As part of a refurbishment to create a new academic hub, the roof was created using 105 completely unique bespoke glass panels. Sikasil-SG 500 structural silicone adhesive and Sikasil WS-605 S sealant were chosen to bond multiple glass panels to a steel frame, allowing for the unusual shape of the roof design without the need for mechanical fixing.
Prior to the installation, vital in-house adhesion testing and structural calculations were provided by Sika’s technical team at Welwyn Garden City to guarantee the strength of bond and ensure the project would meet ETAG 002 European Guidelines.
Cantifix, a Sikasil Registered Contractor, was tasked by Spacelab architects to help with the roof’s design and installation, which posed many challenges. The roof’s large and unusual organic design meant bonding was unable to take place off-site. To counter this, Cantifix worked to a 3D-model until on-site where they individually lifted the glass panels into the steel frame before bonding with Sikasil-SG 500.
Despite the challenges, Cantifix’s expert knowledge and experience alongside the training provided by Sika, meant its team was able to complete the installation successfully.
The resulting roof was finished to a high standard and saw the client expressing their delight with the credibility both Cantifix and Sika brought to the refurbishment, which has gone on to receive a nomination for an FX Design Award.
Andrew Hills at Sika said: “This project is a great example of the value of Sika’s in-house technical team combined with Sikasil Registered Contractors. With a wealth of experience and expert knowledge, the end result is a stunning structurally glazed roof that has been securely bonded for a strong and durable finish.”

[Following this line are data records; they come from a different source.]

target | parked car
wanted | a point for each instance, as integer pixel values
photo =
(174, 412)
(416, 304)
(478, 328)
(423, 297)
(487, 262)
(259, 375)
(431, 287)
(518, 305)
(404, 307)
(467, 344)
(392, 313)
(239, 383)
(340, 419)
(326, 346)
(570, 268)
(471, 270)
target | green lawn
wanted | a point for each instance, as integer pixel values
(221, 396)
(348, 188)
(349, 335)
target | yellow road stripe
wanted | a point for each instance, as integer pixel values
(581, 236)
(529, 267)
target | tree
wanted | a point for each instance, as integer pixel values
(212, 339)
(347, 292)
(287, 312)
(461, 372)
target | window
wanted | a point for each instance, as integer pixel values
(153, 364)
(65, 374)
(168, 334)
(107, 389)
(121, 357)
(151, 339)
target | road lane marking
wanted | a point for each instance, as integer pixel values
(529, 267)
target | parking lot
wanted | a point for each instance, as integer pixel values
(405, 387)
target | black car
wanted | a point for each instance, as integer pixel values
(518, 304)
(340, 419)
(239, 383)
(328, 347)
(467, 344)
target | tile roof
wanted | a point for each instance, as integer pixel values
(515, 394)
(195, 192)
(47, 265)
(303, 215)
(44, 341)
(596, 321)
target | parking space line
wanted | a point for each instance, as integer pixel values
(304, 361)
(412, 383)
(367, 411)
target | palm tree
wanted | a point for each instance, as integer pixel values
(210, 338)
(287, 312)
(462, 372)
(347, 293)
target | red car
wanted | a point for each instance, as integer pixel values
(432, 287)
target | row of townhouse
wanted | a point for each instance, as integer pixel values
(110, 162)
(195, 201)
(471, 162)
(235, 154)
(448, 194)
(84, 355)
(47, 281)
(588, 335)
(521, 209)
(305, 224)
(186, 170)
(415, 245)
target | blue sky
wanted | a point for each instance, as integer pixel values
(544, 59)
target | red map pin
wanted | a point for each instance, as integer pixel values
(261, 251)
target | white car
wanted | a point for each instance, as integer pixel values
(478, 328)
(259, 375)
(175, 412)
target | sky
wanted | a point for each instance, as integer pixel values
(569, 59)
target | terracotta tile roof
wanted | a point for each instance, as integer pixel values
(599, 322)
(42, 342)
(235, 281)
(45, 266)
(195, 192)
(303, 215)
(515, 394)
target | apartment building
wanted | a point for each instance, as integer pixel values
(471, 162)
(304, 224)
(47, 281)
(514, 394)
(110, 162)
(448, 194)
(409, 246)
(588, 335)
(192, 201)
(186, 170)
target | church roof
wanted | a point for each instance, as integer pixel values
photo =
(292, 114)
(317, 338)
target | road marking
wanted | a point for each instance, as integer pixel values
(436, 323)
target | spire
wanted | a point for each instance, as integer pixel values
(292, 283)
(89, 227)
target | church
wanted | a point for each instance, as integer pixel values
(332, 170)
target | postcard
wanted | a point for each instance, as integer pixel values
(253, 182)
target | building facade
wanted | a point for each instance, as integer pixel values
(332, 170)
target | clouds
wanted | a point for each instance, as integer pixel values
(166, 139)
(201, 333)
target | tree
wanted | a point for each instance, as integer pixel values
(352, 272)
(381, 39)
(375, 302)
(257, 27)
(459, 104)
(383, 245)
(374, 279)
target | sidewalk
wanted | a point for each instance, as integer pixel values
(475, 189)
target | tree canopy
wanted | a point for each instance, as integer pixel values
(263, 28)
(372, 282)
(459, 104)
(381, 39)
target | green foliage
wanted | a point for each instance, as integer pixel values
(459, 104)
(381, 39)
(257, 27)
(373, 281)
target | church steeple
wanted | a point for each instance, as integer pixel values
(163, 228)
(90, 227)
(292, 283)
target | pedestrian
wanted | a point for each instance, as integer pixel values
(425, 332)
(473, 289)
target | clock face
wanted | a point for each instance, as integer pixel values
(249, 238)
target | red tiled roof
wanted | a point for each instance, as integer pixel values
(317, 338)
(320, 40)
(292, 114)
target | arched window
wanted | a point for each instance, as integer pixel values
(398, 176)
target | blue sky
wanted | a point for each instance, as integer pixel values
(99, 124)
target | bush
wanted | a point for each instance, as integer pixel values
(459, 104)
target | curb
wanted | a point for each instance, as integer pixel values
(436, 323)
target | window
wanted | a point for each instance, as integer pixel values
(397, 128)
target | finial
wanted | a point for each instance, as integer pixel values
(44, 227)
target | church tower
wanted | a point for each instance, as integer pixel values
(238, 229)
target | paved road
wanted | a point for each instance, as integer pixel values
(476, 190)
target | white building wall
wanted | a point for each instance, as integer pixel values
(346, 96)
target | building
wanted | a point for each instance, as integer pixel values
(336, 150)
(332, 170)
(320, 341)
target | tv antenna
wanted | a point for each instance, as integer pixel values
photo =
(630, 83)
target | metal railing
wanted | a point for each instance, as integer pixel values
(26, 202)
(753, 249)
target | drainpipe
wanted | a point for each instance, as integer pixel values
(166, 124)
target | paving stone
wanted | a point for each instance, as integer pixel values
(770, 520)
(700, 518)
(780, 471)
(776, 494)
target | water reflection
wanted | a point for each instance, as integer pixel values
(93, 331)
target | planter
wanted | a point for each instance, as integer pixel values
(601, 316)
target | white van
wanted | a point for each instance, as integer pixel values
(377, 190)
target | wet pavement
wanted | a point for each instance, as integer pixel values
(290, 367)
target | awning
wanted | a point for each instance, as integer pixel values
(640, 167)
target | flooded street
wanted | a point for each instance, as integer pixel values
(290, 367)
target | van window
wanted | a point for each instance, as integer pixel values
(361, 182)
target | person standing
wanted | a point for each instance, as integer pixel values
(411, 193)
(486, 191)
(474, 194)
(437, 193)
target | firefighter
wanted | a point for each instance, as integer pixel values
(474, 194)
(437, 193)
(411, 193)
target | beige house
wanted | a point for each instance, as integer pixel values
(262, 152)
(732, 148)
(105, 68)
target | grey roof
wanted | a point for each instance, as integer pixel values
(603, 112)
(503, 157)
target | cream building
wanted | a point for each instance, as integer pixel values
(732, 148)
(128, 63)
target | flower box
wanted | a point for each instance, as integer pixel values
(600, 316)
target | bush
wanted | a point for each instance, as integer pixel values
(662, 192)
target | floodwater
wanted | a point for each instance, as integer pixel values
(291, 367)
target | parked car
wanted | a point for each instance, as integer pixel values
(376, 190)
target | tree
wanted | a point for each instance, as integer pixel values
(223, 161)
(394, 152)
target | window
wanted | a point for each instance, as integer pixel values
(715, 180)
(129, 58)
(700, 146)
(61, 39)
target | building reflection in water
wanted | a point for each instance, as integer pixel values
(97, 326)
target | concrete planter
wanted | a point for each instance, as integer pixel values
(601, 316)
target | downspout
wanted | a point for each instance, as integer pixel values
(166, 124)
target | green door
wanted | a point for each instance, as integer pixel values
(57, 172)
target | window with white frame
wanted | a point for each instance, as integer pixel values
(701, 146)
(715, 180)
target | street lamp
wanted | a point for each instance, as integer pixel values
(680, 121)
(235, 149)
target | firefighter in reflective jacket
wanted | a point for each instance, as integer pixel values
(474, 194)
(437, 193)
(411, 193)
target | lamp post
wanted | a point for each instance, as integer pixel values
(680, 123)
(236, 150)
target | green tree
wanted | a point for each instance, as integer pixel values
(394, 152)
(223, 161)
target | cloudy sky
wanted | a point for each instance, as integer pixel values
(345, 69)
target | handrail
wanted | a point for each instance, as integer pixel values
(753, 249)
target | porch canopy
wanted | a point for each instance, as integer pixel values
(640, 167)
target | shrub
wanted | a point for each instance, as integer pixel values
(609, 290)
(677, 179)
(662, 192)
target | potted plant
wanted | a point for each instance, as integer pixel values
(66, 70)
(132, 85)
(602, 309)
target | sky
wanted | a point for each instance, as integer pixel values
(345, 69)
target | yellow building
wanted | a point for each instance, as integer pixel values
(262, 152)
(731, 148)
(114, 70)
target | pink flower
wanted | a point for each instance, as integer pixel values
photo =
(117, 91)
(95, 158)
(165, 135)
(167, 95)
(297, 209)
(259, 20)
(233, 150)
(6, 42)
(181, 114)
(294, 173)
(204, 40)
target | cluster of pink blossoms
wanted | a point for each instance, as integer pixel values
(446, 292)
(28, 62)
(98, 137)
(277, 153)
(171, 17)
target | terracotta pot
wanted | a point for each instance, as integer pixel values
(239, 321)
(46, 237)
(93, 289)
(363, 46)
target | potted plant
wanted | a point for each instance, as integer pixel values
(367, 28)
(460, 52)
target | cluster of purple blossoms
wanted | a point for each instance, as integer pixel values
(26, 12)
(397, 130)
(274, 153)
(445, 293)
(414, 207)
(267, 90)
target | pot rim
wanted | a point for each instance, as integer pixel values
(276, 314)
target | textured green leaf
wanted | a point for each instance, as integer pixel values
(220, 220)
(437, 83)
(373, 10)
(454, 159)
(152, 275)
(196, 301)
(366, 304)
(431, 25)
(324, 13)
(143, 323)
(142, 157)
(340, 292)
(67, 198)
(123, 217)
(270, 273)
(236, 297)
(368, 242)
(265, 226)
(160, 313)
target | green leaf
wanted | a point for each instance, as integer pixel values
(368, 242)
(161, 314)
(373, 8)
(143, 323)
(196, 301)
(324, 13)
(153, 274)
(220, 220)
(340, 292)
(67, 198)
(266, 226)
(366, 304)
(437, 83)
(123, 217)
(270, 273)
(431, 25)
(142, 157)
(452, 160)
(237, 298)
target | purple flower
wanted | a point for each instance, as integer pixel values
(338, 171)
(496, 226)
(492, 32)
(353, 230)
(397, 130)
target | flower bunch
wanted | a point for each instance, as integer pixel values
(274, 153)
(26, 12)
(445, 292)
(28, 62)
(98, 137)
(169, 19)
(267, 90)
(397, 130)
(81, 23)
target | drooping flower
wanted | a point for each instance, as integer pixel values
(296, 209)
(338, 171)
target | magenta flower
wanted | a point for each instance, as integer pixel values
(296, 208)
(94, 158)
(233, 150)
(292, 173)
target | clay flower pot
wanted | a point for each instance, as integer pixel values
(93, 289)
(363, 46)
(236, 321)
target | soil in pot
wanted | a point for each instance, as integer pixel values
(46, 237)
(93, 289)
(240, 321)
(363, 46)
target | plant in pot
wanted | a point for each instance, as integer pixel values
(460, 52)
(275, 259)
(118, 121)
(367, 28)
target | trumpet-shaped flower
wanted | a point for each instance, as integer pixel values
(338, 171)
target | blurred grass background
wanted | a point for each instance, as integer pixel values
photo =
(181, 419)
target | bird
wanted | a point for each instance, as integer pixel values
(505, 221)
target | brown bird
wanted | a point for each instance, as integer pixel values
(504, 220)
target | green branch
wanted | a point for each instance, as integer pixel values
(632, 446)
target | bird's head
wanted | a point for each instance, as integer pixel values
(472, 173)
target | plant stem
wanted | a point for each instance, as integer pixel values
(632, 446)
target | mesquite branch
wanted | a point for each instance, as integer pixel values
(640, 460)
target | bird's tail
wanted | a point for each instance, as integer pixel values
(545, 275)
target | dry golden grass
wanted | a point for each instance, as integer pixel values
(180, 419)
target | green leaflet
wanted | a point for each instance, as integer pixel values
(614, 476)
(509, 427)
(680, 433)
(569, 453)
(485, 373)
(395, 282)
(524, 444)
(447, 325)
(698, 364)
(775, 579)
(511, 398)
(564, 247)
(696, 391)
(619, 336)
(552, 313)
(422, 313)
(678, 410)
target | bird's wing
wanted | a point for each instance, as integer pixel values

Charlie Sharman, CEO and founder of Cantifix, said: “The structurally glazed roof at Senate House is a perfect demonstration of the benefits of this type of construction. If this shape had been attempted in a framed system, the potential for compromising the weather and airtightness would be unacceptably high. With glass and Sika silicone both being stable materials, the roof becomes an impervious membrane to the external conditions for a very long time. It also looks incredible.”